Forum Moderators: goodroi
Somewhere along the development process we had a mix-up between whether the restaurant reviews on our site were to be at, for example, review.php?id=123 or reviews.php?id=123 - note the absence/presence of the 's'.
So we opted for one of them, which was the review.php?id=123 format and stuck with it. We then noticed that Google had indexed some restaurant reviews using the reviews.php?id=123 format, much to our horror, as it was resulting in 404s.
We responded by adding to our robots.txt file the following:
Disallow: /reviews.php
So Google stopped listing reviews.php?id=123 on the search returns, and all was well.
However, in Google Webmaster Tools, some 3 months after adding the above to robots.txt, I'm seeing today "URLs restricted by robots.txt (41)", and thereunder are listed 41 URLs (right up to yesterday's date), with reviews.php?id=123 format addresses.
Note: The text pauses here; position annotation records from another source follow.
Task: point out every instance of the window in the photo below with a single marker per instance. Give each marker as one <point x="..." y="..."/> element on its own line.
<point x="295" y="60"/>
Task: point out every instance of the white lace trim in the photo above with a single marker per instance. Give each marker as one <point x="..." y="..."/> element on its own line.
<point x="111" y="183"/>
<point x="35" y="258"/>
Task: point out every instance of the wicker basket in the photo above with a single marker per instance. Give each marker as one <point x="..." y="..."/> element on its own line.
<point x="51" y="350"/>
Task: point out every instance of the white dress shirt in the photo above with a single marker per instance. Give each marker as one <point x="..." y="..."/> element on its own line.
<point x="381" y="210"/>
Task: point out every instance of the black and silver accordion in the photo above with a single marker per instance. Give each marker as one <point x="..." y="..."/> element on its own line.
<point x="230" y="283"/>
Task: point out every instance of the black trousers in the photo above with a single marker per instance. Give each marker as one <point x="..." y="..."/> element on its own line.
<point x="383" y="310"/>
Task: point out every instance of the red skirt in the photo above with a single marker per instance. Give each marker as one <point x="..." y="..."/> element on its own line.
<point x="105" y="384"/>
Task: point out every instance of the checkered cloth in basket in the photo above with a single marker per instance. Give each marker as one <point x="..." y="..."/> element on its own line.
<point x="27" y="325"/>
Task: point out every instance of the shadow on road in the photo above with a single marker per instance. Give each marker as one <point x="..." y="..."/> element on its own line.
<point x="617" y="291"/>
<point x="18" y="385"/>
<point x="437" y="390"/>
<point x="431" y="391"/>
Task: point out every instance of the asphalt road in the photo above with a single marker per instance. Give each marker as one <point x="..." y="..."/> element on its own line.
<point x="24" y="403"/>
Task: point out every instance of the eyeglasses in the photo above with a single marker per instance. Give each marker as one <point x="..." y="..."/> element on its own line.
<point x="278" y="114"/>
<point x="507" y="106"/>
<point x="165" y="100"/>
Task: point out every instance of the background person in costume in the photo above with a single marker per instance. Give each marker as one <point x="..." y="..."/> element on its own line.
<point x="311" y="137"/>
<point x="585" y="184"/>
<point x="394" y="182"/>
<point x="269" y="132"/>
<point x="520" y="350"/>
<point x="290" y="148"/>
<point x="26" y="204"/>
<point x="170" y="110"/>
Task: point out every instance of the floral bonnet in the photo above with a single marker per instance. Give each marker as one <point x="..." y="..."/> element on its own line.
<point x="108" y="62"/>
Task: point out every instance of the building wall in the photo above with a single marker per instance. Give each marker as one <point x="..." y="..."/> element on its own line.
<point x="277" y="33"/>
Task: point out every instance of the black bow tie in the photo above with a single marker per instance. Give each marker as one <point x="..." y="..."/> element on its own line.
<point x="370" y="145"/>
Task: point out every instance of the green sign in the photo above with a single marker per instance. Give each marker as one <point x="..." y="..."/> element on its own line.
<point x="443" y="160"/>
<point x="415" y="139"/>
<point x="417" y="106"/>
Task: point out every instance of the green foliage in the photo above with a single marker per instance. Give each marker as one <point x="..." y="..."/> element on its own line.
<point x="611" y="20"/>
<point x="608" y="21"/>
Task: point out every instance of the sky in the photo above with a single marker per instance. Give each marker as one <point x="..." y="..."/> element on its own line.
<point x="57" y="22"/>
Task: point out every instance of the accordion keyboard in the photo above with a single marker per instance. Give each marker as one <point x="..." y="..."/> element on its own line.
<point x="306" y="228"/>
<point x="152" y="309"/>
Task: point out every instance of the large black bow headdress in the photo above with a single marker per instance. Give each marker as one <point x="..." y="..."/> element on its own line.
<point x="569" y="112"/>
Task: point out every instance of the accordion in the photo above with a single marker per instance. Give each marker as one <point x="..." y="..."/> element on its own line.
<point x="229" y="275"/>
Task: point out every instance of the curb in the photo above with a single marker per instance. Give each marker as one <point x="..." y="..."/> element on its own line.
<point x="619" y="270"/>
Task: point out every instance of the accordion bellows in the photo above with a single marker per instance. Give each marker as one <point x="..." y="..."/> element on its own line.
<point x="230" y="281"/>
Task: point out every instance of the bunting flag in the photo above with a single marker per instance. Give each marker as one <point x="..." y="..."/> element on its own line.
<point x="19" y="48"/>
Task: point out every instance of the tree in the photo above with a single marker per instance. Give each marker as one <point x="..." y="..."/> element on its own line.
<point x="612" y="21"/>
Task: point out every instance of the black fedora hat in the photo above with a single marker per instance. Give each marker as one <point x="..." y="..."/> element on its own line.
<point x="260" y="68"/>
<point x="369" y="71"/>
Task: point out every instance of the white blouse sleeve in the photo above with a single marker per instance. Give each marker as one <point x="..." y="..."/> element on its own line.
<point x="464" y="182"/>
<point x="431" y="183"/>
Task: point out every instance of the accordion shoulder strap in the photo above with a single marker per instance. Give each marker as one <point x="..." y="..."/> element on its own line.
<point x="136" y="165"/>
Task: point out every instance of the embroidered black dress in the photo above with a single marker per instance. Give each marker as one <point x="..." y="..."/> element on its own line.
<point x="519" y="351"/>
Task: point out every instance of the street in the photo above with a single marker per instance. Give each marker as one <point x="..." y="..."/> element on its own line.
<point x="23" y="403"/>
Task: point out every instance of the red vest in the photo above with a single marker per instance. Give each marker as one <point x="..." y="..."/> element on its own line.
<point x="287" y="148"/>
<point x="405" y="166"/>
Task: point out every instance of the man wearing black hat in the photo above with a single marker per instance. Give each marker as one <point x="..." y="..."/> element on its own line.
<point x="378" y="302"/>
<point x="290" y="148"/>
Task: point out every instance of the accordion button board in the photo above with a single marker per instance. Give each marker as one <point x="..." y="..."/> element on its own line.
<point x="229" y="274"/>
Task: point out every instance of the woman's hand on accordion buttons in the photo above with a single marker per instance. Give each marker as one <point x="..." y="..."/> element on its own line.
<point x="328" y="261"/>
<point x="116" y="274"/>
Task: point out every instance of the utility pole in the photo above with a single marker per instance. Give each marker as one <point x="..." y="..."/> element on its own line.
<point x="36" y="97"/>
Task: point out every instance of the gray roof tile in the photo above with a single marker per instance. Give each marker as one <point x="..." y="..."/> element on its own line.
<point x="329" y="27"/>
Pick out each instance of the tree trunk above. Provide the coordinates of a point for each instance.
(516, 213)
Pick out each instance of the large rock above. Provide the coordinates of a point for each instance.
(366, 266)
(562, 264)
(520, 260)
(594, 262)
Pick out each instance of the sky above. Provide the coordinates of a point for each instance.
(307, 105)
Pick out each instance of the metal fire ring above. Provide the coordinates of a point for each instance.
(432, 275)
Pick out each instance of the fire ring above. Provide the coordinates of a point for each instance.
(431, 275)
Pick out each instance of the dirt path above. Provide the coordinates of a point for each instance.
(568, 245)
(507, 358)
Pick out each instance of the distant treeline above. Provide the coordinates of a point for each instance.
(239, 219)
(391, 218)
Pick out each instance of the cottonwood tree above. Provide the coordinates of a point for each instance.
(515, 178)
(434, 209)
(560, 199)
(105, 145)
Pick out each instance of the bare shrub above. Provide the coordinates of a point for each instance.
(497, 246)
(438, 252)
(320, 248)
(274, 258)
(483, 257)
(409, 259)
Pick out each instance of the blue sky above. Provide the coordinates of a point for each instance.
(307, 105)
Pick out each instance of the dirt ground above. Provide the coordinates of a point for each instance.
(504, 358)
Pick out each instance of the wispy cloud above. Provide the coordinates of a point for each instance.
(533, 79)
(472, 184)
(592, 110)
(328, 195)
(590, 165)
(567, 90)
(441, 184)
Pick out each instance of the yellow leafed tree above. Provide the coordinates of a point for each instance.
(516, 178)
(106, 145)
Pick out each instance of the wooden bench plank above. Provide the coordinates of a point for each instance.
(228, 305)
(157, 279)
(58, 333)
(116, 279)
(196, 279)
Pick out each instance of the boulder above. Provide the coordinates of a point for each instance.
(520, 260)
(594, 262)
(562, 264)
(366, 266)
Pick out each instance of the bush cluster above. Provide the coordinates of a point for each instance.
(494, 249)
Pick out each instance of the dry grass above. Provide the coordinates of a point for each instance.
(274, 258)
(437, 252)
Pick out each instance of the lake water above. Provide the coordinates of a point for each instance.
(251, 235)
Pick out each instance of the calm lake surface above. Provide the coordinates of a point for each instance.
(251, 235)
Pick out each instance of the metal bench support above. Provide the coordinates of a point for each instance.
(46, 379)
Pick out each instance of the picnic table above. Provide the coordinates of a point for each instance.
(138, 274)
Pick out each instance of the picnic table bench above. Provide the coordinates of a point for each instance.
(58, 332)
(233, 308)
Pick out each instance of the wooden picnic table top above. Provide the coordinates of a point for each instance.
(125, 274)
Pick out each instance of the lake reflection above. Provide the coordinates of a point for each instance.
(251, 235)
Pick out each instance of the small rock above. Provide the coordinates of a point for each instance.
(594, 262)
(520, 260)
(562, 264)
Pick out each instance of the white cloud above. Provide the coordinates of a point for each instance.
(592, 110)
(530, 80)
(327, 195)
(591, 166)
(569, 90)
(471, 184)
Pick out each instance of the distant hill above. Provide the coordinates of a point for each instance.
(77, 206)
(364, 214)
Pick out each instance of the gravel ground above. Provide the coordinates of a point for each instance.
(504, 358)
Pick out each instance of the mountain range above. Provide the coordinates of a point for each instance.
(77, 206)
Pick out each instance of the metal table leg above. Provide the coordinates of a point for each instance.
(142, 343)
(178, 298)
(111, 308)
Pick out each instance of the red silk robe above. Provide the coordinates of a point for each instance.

Am I losing traffic from Google as a result of this?
Have I handle this correctly?
And is there anything I can do?
Appreciate the help of my peers. Thank you kindly.
The best bets are to tell the bots that the pages are either gone or moved, so remove the directives in robot.txt and either serve a 404 or 410 for the reviews.php pages, or 301 redirect those pages to the proper review.php pages. I'd probably choose the 301.
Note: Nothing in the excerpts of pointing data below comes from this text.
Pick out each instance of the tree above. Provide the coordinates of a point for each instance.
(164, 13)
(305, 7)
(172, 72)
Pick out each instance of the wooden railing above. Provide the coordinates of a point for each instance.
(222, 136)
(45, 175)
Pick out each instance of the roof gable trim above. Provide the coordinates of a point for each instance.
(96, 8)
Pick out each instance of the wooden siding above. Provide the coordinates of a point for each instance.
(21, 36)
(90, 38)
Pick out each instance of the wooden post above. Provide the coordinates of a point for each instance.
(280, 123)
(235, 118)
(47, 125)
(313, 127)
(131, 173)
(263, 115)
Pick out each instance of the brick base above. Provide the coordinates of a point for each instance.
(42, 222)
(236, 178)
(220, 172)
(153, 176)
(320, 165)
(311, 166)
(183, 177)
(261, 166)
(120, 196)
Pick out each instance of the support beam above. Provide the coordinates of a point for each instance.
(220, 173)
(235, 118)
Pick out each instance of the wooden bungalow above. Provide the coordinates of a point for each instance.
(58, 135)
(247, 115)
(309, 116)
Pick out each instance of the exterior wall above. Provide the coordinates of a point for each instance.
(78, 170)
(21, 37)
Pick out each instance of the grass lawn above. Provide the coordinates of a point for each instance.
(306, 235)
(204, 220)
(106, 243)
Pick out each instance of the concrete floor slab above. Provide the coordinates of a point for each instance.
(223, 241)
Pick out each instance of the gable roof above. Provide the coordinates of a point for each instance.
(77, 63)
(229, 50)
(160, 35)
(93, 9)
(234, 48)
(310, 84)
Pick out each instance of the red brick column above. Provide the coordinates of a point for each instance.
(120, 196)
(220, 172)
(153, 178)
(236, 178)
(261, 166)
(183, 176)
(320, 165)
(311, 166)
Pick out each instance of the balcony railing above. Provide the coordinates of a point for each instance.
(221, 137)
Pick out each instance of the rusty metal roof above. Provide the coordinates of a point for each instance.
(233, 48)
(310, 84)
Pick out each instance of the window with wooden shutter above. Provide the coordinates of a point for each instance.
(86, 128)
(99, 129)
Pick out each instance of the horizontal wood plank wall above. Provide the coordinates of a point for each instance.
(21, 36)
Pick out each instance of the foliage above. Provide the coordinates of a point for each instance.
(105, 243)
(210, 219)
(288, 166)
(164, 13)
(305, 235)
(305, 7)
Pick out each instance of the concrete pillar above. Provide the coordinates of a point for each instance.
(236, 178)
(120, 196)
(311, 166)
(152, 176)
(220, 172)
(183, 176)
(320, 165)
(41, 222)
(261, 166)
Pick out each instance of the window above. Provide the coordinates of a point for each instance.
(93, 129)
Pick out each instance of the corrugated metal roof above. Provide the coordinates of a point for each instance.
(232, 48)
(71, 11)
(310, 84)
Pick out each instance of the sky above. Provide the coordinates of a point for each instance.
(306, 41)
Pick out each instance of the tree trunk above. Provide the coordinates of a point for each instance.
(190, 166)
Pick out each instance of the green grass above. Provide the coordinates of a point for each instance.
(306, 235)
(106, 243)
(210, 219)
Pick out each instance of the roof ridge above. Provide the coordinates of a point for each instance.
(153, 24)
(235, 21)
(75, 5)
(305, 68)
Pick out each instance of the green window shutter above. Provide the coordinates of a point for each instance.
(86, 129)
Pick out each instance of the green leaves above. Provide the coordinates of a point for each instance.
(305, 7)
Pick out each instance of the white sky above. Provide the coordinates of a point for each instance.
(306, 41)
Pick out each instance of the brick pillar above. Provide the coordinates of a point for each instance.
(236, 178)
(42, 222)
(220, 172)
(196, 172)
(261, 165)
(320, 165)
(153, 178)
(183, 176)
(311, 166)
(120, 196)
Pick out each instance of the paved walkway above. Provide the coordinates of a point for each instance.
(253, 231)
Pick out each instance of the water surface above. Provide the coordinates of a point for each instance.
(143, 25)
Either way, G will most likely keep those pages hanging around in the supplemental index for six months to a year, but it should be no cause for concern.
In all other cases the custom 404 would be the way to go.
I would not use the robots.txt protocol for this, as you DO want Google to access the old URLs and see that the files have moved or gone.
Can I ask one final question, following on from your advice.
If we opt to implement a 301 redirect, as you suggest.
In the .htaccess file, what do you suggest we use?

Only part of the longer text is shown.